The present work examined the production of protophones (vocants, squeals, and growls) with natural objects, household items and toys in infants aged 4–18 months. Our sample thus included infants both prior to and during the canonical babbling stage1, providing an opportunity to gain insight into the little understood development of photophone use. Consistent with findings in developmental and evolutionary psychology, we predicted that infants produce more protophones when interacting with artificial objects compared to natural objects, where the latter therefore provide less of a platform for language development and evolution35. In many African communities, learning through free play with little parental supervision is common and play activities often relate to practical skills30. In the current study, we tested this hypothesis by studying infants in their home environment in a rural area in Zambia. The home environment provided a limited availability of toys (e.g., toy car, teddy bear, ball), whereas natural (e.g. stick, leaf, rock) and household (e.g., mug, shoe, pen) objects were more common30.
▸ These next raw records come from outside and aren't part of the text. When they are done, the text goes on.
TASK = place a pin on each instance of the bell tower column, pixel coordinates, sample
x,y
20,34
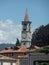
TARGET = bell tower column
x,y
26,31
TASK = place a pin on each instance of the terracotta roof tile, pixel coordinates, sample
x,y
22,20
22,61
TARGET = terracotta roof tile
x,y
6,58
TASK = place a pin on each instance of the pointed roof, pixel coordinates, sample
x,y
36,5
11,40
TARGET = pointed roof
x,y
26,16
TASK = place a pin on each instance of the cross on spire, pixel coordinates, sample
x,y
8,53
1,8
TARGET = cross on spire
x,y
26,16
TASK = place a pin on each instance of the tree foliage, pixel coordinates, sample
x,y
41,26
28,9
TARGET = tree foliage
x,y
40,36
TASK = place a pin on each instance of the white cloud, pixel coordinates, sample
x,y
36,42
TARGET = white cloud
x,y
9,31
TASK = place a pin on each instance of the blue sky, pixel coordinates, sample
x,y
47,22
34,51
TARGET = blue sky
x,y
12,13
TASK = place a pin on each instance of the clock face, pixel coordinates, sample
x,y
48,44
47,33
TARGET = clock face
x,y
24,36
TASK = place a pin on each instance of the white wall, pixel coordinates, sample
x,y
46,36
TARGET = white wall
x,y
6,63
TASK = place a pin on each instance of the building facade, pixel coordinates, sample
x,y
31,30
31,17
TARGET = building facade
x,y
26,31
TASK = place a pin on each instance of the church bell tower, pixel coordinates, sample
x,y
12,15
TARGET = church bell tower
x,y
26,31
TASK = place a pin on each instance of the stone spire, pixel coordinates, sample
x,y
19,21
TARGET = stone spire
x,y
26,16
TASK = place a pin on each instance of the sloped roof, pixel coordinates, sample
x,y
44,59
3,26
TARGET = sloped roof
x,y
7,51
6,58
23,56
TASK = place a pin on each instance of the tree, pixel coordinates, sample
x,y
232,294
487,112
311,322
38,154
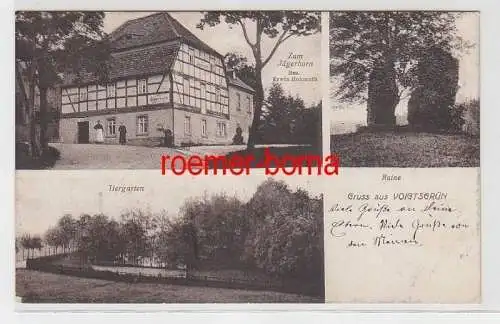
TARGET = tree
x,y
25,241
374,54
280,115
53,238
275,25
50,43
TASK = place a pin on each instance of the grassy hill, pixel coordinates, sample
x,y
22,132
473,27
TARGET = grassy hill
x,y
405,149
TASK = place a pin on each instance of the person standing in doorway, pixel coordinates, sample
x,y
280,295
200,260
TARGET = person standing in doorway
x,y
99,133
123,134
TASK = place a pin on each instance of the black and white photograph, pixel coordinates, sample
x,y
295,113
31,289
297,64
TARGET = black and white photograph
x,y
404,88
116,90
110,238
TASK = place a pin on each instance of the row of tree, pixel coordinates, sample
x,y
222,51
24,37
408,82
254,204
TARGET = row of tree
x,y
278,231
51,43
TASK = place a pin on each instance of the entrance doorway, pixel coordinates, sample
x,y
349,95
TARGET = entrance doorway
x,y
83,132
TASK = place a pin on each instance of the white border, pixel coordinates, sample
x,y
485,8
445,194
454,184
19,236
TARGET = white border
x,y
490,159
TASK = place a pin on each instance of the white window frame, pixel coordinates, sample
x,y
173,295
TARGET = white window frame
x,y
204,128
221,129
83,94
187,125
111,90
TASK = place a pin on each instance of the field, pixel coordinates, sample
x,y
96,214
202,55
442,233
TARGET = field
x,y
40,287
405,149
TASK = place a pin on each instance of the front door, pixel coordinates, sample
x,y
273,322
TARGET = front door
x,y
83,132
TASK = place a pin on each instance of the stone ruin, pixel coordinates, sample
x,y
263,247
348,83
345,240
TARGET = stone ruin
x,y
430,104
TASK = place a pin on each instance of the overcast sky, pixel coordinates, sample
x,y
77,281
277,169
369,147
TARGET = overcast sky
x,y
43,197
345,116
224,39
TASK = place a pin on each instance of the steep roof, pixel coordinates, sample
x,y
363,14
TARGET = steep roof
x,y
155,28
157,58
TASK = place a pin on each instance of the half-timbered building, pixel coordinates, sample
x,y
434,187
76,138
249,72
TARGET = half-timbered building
x,y
160,77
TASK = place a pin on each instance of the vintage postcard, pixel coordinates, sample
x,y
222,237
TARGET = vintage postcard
x,y
404,88
116,90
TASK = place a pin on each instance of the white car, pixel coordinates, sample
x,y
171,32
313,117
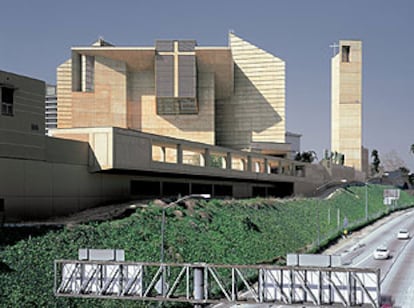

In addition, we examined whether the infants show more social gazing, one of the first means of early communication (see36), for natural objects than for artificial objects. Previously, a study by Elsner and Wertz37 showed that social gazing differs in infants when interacting with mothers with real plants, natural objects, and artificial objects. Interestingly, the researchers found that the infants gazed predominantly at the real plants, perhaps to seek guidance before touching a potentially dangerous plant37. Thus, the pattern here is different from what we predicted for protophone production. Social gazing supports learning by offering important cues about the attended object38 which has been observed to be more prevalent when interacting with objects requiring more parental guidance39.

Considering the developmental changes in object reasoning we also expect natural and artificial objects to have a different effect depending on the infants’ age29,40,41. From the age of 8–12 months, the initial reliance on perceptual or sensory cues associated with objects sees a gradual integration of deeper structural principles, such as functional cues, affordances, and causal relationships29,34,41. Thus, long before infants can efficiently use tools themselves, they are able to perceptually distinguish their affordances and categorize them based on their function42. It is therefore likely that object functions are not obscure to the younger infants either and that older children may respond differently to artificial vs natural objects because they have had a longer time to familiarize themselves, through both observation and actual manipulation43 with these objects and therefore their salience is also guided by their growing knowledge. We would note here that the perceived functionality of certain objects is likely to change with the infants' age and how infants interact with those objects. For instance, grass, which seemingly has no obvious function, is used in Zambian rural communities for basket weaving, which parents consider a valuable skill for the children to acquire30.

Materials and methods

Participants and study site

The study participants were 58 infants, aged between 4 and 18 months (Mage = 10.95, SD = 4.67) living in rural Zambia. The sample consisted of 29 males (Mage = 9.93, SD = 4.64) and 29 females (Mage = 11.97, SD = 4.55). The infants were divided into two age groups, with 12 months as the cut-off age (4–11mths and 12–18mths, see Table 1), to reflect the verbal and motor developmental milestones occurring at this age. Infants typically begin to use first words, refine their articulatory precision, and continue to develop consonants at this age44. Independent steps and proto-imperative pointing also develop around this time, with more frequent co-occurrence of gestures and vocalizations45.

Table 1 Infant demographics with sex and age breakdown.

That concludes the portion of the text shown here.